India has reached its large un-banked population by encouraging opening of no-frills accounts for receiving government subsidies by digital banking rather than the traditional route of disbursing cash physically. The government has also provided insurance cover, medical cover and few more basic financial products which will better the life of the un-banked poor of India.
One of the challenges has been the disbursement of plastic cards and the traditional banking passbook for citizens to transact and use the money in their banks; this has been a deterrent for adoption and has slowed down the transformation of citizens into regular banking customers. This challenge can be overcome if Indian banks give these customers low cost solar mobile phones to accelerate the adoption of banking rather than use the traditional plastic and paper route.
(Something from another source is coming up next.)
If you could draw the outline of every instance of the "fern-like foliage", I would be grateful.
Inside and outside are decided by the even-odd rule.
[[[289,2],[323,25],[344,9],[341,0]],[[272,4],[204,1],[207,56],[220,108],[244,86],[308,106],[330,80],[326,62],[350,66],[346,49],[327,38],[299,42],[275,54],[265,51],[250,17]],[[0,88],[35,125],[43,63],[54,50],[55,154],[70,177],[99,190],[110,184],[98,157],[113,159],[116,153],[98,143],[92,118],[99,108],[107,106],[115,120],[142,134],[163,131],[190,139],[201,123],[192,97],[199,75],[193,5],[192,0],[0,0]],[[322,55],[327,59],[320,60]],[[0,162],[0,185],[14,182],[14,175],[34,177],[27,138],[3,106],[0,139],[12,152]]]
Every bank customer will get a solar mobile phone which will be customized only for banking operations and if required offer voice services to be paid from the owners bank account. If these no frills solar mobile phones are distributed they could be made at the cost of less than Rs. 500 each, given that they are mass produced and have only the functionality for banking. These are no frills phones with adequate end point security build in; they need not be smart phones. They could have a regular keypad with dedicated keys for banking to increase their life and make them sturdy and easy to use. This approach has already been tried by a few micro-finance companies in India and has been successful.
This simple initiative can make 4.5 crore plus Indians part of the banking system and in a few years, India can have a digital cash economy, thus sucking out cash transactions from the system. Indians are clever and innovative and they will quickly learn to use the solar powered mobile phones.
India has abundant solar energy to keep the phones charged plus national coverage will be available all over the country thanks to the pan India mobile grid being offered by various telecom players. One can place these mobile phones in the hands of Indian citizens and see their financial management blossom, see a million entrepreneurs spring out of the poor in rural India and see India become a global leader and an economic powerhouse by the end of the decade.
These mobiles can also be used by citizens for m-governance, medical care, education, e-commerce, agriculture education or weather forecasts. Banks can gain by routing these value added services through their mobiles devices for a small fee.